Parent classes:
- dolfin::PETScKrylovSolver
- MultigridPreconditioner
This class provides a PETScKrylovSolver which uses a MultigridSolver as preconditioner. Example usage for 3 refinements:
// ... create coarse bilinearform a, linearform L, solution u and boundary conditions bcs
LinearVariationalProblem problem(a, L, u, bcs);
// create multigrid solver
fmg::MultigridSolver mg_solver(problem, 3);
// set some parameters (optional)
mg_solver.parameters["prolongation_assembly_mode"] = "uniform";
mg_solver.parameters["direct_solver_type"] = "lu";
// create multigrid pcg solver
fmg::MultigridPreconditionedKrylovSolver mgpcg_solver(mg_solver, "cg");
// solve problem
mgpcg_solver.solve();
// plot solution
plot(mgpcg_solver.solution());
Methods:
- MultigridPreconditionedKrylovSolver(MultigridSolver& mg_solver, const std::string& method="default")¶
Constructor. Note the passed mg_sover is modified to work as a preconditioner i.e.:
mg_solver.parameters["error_on_nonconvergence"] = false; mg_solver.parameters["tolerance_checking"] = false; mg_solver.parameters["maximum_iterations"] = 1;are set.
The method sting can be any valid value as for PETScKrylovSolver. The “default” method is “cg” for symmetric problems and “gmres” for non-symmetric problems.
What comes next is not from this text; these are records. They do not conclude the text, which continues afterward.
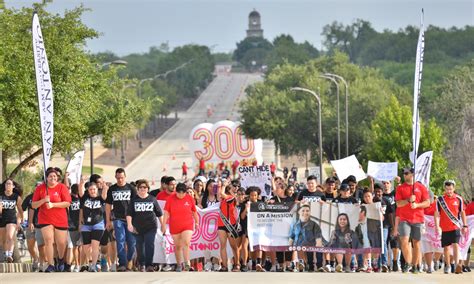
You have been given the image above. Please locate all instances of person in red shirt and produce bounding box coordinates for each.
[270,162,276,177]
[181,162,188,181]
[217,183,240,272]
[395,168,430,273]
[421,191,443,273]
[156,177,176,201]
[435,180,468,274]
[198,158,206,176]
[464,200,474,216]
[161,183,199,272]
[232,160,240,178]
[31,168,71,272]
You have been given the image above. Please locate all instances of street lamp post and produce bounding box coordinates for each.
[324,73,349,157]
[319,75,341,159]
[120,83,137,165]
[89,60,128,175]
[291,87,323,184]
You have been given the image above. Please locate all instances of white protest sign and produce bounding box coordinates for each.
[308,167,320,180]
[331,155,367,181]
[239,165,272,196]
[367,161,398,180]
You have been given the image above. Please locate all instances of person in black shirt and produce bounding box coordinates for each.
[86,174,117,272]
[105,168,137,272]
[268,183,295,272]
[237,187,249,272]
[127,179,164,272]
[221,166,230,178]
[64,184,82,272]
[324,178,337,202]
[345,175,364,204]
[298,175,326,202]
[148,176,168,198]
[333,183,359,204]
[328,213,358,272]
[79,182,107,272]
[291,164,298,180]
[374,184,395,272]
[283,166,289,180]
[285,184,297,202]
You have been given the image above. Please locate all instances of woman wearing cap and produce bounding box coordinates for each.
[31,168,71,272]
[328,213,358,272]
[217,184,240,272]
[200,179,219,208]
[79,182,107,272]
[289,203,323,271]
[0,179,23,262]
[126,179,166,272]
[161,183,199,272]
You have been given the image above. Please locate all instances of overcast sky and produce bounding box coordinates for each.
[5,0,474,56]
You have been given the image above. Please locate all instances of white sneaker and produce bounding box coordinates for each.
[212,263,222,271]
[204,261,212,272]
[163,264,173,272]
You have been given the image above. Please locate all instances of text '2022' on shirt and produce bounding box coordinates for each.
[127,195,163,233]
[81,196,105,225]
[105,183,137,220]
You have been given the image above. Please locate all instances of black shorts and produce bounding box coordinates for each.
[217,226,243,237]
[441,230,461,247]
[387,236,400,249]
[36,224,69,231]
[0,219,16,228]
[81,230,104,245]
[100,229,115,246]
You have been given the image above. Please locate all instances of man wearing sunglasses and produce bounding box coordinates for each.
[395,168,430,273]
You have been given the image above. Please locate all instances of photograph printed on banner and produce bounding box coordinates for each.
[238,165,272,197]
[248,202,382,253]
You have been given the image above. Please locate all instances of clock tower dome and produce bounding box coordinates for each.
[247,9,263,38]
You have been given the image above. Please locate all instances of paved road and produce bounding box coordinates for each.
[0,272,474,284]
[124,68,274,180]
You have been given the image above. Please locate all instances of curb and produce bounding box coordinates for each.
[125,73,228,171]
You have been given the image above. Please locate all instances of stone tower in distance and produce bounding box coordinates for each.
[247,9,263,38]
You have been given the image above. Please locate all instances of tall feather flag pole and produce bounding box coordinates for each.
[410,9,425,193]
[31,11,54,193]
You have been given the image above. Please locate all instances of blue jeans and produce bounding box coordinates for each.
[378,227,390,267]
[113,220,135,266]
[135,228,156,266]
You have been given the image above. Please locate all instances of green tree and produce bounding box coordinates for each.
[428,60,474,198]
[361,96,450,194]
[233,37,273,70]
[266,35,319,72]
[0,5,147,177]
[241,52,409,160]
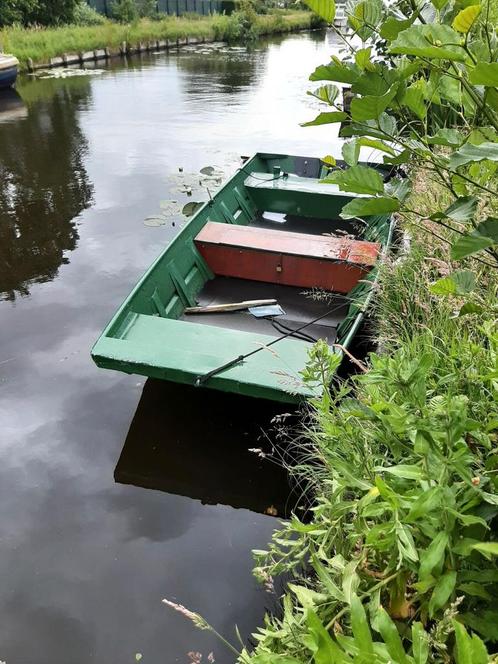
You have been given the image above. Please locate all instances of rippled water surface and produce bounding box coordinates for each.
[0,32,342,664]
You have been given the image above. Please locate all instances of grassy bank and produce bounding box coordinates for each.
[241,173,498,664]
[0,11,316,68]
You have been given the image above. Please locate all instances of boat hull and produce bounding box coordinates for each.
[0,65,17,90]
[92,153,393,402]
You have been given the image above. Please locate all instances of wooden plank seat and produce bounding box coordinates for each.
[195,221,380,293]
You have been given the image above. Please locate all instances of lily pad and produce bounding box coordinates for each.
[159,201,181,217]
[144,214,167,231]
[200,166,223,177]
[182,201,204,217]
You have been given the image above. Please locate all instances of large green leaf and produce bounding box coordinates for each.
[449,143,498,170]
[308,83,339,106]
[418,531,448,581]
[431,0,448,11]
[351,71,390,96]
[322,166,384,194]
[348,0,383,41]
[351,84,398,122]
[460,610,498,641]
[310,60,361,84]
[301,111,348,127]
[469,62,498,88]
[430,196,479,223]
[341,196,399,219]
[452,620,491,664]
[304,0,335,23]
[426,129,464,147]
[452,5,481,34]
[450,234,494,261]
[389,24,465,61]
[354,47,375,71]
[472,542,498,556]
[380,14,415,41]
[357,137,396,156]
[476,217,498,243]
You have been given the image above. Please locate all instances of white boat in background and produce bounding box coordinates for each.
[0,53,19,90]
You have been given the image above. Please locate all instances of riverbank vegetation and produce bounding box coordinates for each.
[0,9,318,68]
[236,0,498,664]
[164,0,498,664]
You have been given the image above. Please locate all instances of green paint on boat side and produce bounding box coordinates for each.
[92,153,392,402]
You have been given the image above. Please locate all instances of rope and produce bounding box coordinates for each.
[195,304,342,387]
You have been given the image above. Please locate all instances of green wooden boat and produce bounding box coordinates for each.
[92,153,393,402]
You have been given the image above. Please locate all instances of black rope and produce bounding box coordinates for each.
[195,305,342,387]
[266,317,317,344]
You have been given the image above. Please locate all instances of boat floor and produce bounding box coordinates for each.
[180,277,349,344]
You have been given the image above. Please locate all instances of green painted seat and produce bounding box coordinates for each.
[93,313,320,401]
[244,173,361,219]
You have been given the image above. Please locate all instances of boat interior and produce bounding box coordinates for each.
[93,154,391,398]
- MultigridPreconditionedKrylovSolver(MultigridProblem& problem, const dolfin::Parameters& mg_params=dolfin::empty_parameters, const std::string& method="default")¶
Construct from given multigird problem info.
- MultigridPreconditionedKrylovSolver(dolfin::LinearVariationalProblem& problem, uint nrefine=0, bool symmetric=true, bool uniform=true, bool interpolate_coef=false, bool interpolate_solution=false, const dolfin::Parameters& mg_params=dolfin::empty_parameters, const std::string& method="default")¶
Construct from given linear problem (adaptively refined). If nrefine is greater zero, the problem will be refined uniformly nrefine times. If the problem was adapted non-uniformly in advance you have to set uniform to false. Parameters for the multigrid solver can be passed with mg_params. For non-symmetric problems set symmetric explicitly to false. The “default” method is “cg” for symmetric problems and “gmres” for non-symmetric problems.
- MultigridPreconditionedKrylovSolver(dolfin::NonlinearVariationalProblem& problem, uint nrefine=0, bool symmetric=false, bool uniform=true, bool interpolate_coef=false, bool interpolate_solution=false, const dolfin::Parameters& mg_params=dolfin::empty_parameters, const std::string& method="default")¶
Construct from given nonlinear problem (adaptively refined). If nrefine is greater zero, the problem will be refined uniformly nrefine times. If the problem was adapted non-uniformly in advance you have to set uniform to false. Parameters for the multigrid solver can be passed with mg_params. For symmetric problems set symmetric explicitly to true. The “default” method is “cg” for symmetric problems and “gmres” for non-symmetric problems.
- void init()¶
Initialize the solver.
- bool initialized() const¶
Return true if solver is initialized.
- uint solve(bool x_assumed_zero=true)¶
Solve the problem (as defined in the mg_solver) The solution may be obtained with mg_solver().solution()
- uint solve(dolfin::GenericVector& x, bool x_assumed_zero=true)¶
Solve the problem (as defined in the mg_solver) The solution is stored to x
- uint solve(dolfin::GenericVector& x, const dolfin::GenericVector& b, bool x_assumed_zero)¶
Solve the problem (as defined in the mg_solver) The solution is stored to x
- const boost::shared_ptr<dolfin::Function> solution() const¶
Return solution u of the problem, when solved without passing a vector to solve().